Nevs now employs more than 700 staff at its Trollhattan plant

National Electric Vehicle Sweden (Nevs) says it now employs more than 700 people at its Trollhättan plant in Western Sweden as 9-3 production starts to ramp up.

The former incarnation of Saab Automobile had 3,400 staff on its books, but its subsequent bankruptcy caused a massive headache for the town, around an hour north of Gothenburg and which only numbers around 50,000 inhabitants in total.

Some estimates put the bankruptcy fallout costing up to 10,000 jobs as the supply chain impact was factored in, with politicians at the time describing it as “very, very tough" as the small town picked up the pieces.

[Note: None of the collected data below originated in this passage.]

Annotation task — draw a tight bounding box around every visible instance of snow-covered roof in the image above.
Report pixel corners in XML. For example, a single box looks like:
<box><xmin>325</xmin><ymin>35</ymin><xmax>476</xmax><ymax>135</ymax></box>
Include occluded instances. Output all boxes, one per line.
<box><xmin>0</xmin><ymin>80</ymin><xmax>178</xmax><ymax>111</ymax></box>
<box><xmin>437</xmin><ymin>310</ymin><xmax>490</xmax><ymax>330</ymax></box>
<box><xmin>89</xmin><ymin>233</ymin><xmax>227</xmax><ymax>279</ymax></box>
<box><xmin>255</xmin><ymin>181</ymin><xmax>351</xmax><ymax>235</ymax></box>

“We are now 590 employees and then you add to that, 130 full time consultants, mostly engineers,” a Nevs spokesman in Trollhattan told just-auto. “It is well more [than] 700 people on a daily basis.”

The spokesman noted of the former 3,400 workers, 2,400 were previously in production supplemented by around 1,000 engineers, but staffing is now far slimmer.

“What we can say is production is as lean as it can be,” he said. “When you talk about engineers, we will not be as many as the former Saab Automobile. Trollhattan will be the headquarters and R&D will always be here.”

It does not yet appear formal union links have been established, but it seems as if IF Metall representative Hakan Scott, who was involved in helping staff in the Saab Automobile bankruptcy, is working with Nevs on the labour issue.

“He [Scott] is the one we are working with because they do not have a direct person here,” said the Nevs spokesman.”

The automaker is also using the expertise of previous Saab Automobile staff to kick-start its production, but will increasingly turn to younger employees to widen the skills base.

“We have in the beginning of course, recruited people from Saab, because for example, in production these people today are team leaders with very broad experience and competence,” said the Nevs spokesman.

“We are trying to be very flexible, so many people can do different types of work.

“We have also tried at the end of last year, to employ new persons with wide experiences and also young persons. So we are not vulnerable to having people of a certain age.”

This week Nevs started first delivery of its 9-3 models to dealers across Sweden with the demonstrator vehicles available for test drive.

News of the delivery of around 50 9-3s to 20 dealers comes as Nevs, which acquired the assets of bankrupt Saab Automobile in 2012, also announced this week a global distribution agreement with Orio guaranteeing spare parts.

Nevs started production in its hometown of Trollhättan of the Saab 9-3 Aero sedan with 220hp, two litre, turbocharged petrol engines last December.

The Swedish company is 78 % owned by National Modern Energy Holdings and 22 % by Qingdao Qingbo Investment.